Currently my script:
import argparse
import os
if __name__ =='__main__':
parser = argparse.ArgumentParser()
# hyperparameters sent by the client are passed as command-line arguments to the script.
parser.add_argument('--epochs', type=int, default=10)
parser.add_argument('--batch_size', type=int, default=100)
parser.add_argument('--learning_rate', type=float, default=0.1)
# input data and model directories
parser.add_argument('--model_dir', type=str)
parser.add_argument('--train', type=str, default=os.environ.get('SM_CHANNEL_TRAIN'))
parser.add_argument('--test', type=str, default=os.environ.get('SM_CHANNEL_TEST'))
args, _ = parser.parse_known_args()
import tensorflow as tf
from NC_model import model_fn, train_input_fn, eval_input_fn
def train(args):
print(args)
estimator = tf.estimator.Estimator(model_fn=model_fn, model_dir=args.model_dir)
train_spec = tf.estimator.TrainSpec(train_input_fn, max_steps=1000)
eval_spec = tf.estimator.EvalSpec(eval_input_fn)
tf.estimator.train_and_evaluate(estimator, train_spec, eval_spec)
if __name__ == '__main__':
train(args)
Is the training job listed as successful in the AWS console? Did you check the training log in Amazon CloudWatch?
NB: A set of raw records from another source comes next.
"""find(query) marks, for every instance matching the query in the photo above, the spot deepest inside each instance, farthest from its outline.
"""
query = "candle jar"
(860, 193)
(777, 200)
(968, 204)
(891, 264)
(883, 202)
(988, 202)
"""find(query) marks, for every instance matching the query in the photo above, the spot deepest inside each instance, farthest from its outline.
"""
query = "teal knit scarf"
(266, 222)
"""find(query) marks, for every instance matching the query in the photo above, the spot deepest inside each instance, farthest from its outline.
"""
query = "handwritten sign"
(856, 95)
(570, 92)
I think you need to set your estimator model_dir to the path in the environment variable SM_MODEL_DIR.
This is a bit contrary to the docs which are not clear on this point. I suspect the --model_dir arg is used for distributed training and not saving of the final artifact.
Note that you'll get all your checkpoints and summaries there to so it probably best to use --model_dir in your estimator and copy your model export to SM_MODEL_DIR when training has finished.
Script mode gives you the freedom to write TensorFlow scripts the way you want, but the cost is, you have to do almost everything by yourself. For example, here in your case, if you want the model.tar.gz in S3, you have to export the model locally first. Then SageMaker will upload your local model to S3 automatically.
So what you need to add in your script is:
You need to add an exporter and pass it to eval_spec.
You need to call export_savedmodel to save the model to the local model dir that SageMaker can get. The local model dir is in env variable SM_MODEL_DIR, and should be '/opt/ml/model'.
To finish above, I guess you need to have your serving_input_fn implemented too.
Then SageMaker will upload your model from the local model dir automatically to the S3 model dir you specify. And you can see that in S3 after job succeeds.